I'm currently working in a situation where AD migration took place. The users were successfully migrated from one AD to another AD, and were told to user the new domain to logon to SharePoint sites.
Here comes the problem, they are receiving an access denied message whenever they are trying to login using their new domain account details. I know this is due to not running SharePoint migration for mapping user permissions.
So, I tried to run the STSADM migrate user command. The message show' operation successful' but when I cross checked the user profile, the email is still pointing to old domain. And also is there any PowerShell script to run the command for many users at a time in bulk ?
Can someone please help me on this ?
Thanks in advance.
Here is the general process you would use:
$user = Get-SPUser -Identity "olddomain\username" -Web http://webUrl Move-SPUser -Identity $user -NewAlias "newdomain\username" -IgnoreSid
Only use -IgnoreSid if SID History was not enabled during migration (ask the individuals who performed the migration), or if using Windows Claims identities (where the username starts with "i:0#.w|").
Next, you'll need to recreate your UPS synchronization connection, pointing to the new domain instead of the old domain. Perform a Full Synchronization, and this should update the user's profile in the UPA. The profile changes should get pushed out to each Site Collection within a day via another timer job.
Thanks for your reply.
I tried to run this command in dev environment, and I get the following error message.
"Get-SPUser : You must specify a valid user object or user identity",
"Move-SPUser : Cannot validate argument on parameter 'Identity'. The argument is null.

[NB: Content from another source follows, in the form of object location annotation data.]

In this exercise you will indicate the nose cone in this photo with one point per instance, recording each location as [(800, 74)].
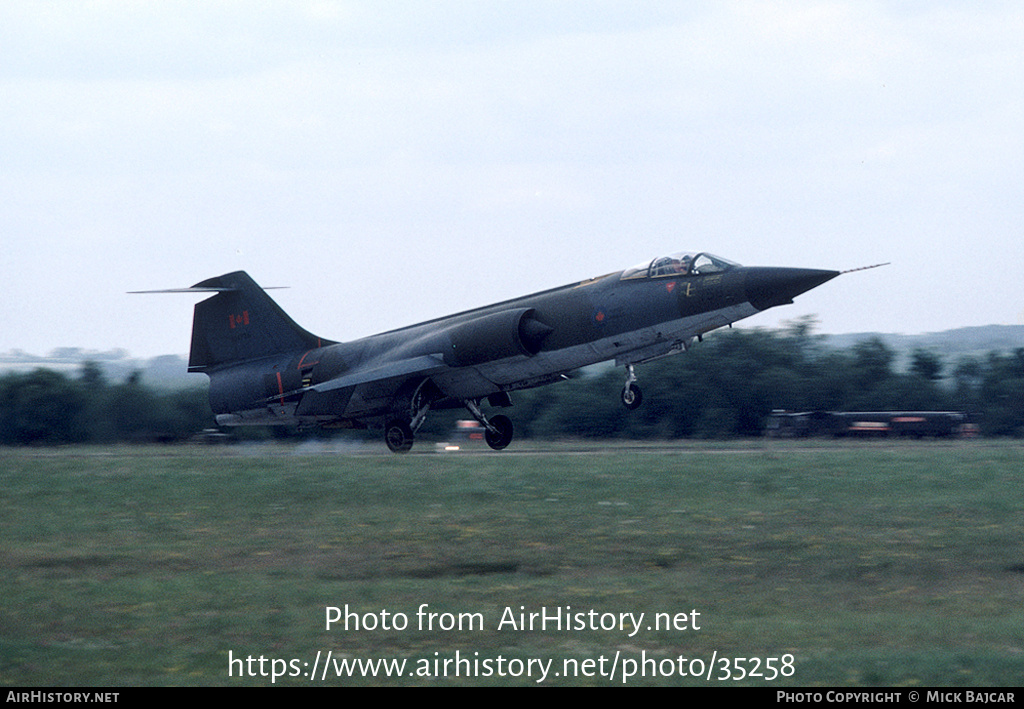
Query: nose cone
[(769, 287)]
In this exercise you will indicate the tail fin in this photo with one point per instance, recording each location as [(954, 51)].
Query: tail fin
[(242, 323)]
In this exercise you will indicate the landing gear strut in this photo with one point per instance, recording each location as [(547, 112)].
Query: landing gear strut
[(399, 432), (632, 395), (498, 431)]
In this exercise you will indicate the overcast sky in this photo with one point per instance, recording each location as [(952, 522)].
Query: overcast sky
[(396, 161)]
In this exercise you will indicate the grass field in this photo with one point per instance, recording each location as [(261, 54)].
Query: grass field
[(868, 564)]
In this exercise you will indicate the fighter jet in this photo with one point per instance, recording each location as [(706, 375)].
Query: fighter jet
[(265, 369)]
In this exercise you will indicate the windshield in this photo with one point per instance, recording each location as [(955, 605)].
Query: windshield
[(681, 263)]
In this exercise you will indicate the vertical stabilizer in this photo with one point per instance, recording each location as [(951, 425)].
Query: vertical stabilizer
[(242, 323)]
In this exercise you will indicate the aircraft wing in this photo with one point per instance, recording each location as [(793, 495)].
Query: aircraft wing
[(425, 365)]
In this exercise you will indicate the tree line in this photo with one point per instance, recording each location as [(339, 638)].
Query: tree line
[(726, 386)]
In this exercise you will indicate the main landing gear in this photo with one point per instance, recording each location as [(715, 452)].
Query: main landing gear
[(400, 432), (632, 395), (498, 431)]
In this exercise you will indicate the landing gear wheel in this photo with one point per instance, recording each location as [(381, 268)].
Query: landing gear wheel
[(632, 397), (398, 436), (501, 436)]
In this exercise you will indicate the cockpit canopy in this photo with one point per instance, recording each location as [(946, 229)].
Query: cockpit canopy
[(681, 263)]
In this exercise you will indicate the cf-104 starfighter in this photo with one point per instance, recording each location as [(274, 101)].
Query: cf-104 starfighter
[(264, 369)]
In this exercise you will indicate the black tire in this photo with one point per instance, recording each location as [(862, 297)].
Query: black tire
[(632, 397), (502, 436), (398, 436)]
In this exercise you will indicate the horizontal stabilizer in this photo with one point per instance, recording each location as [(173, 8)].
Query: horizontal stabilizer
[(194, 289)]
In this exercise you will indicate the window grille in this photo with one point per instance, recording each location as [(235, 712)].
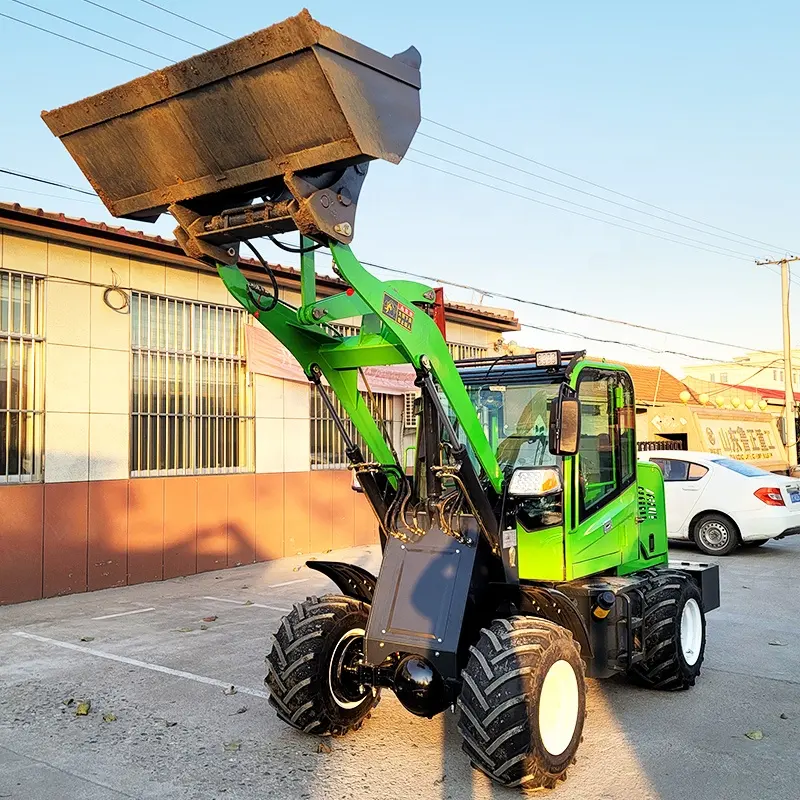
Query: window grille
[(21, 406), (191, 403)]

Supply a non-null argument and try command again."
Here is the exact scenario where I'm struck.
|Before running stsadm migrate user command|
|After running migrate user command|
If you can notice the email for new login after running stsadm changed to @abc.
That is likely the UPN and not email address. Where are you seeing this value?
When you use Get-SPUser, you must specify a valid Site Collection where the user exists. It will still migrate it farm wide.
I'm seeing this in the people picker and User Profile Properties (Central Admin) as well .
And also I'm providing a valid site collection address, but still seeing the same error while running the commands you've provided.
Is the Web Application using Claims?
Have you updated the UPA Sync Connection to point to the new forest?
It is using the default/ windows authentication.
Actually I'm kinda new to SharePoint, I do see two forests/connections in my 'Synchronization connections' (in Central Admin).
How can I update the UP Sync Application to point to exactly one forest as I will be having two forests in my connections ?
Please correct me if I'm wrong.
I just deleted the connection (old AD connection) and tried to run the UPA.
But this time in the find profiles search box those users are not being returned anymore.
I can only find the users that were in the domain (2nd forest) from the beginning.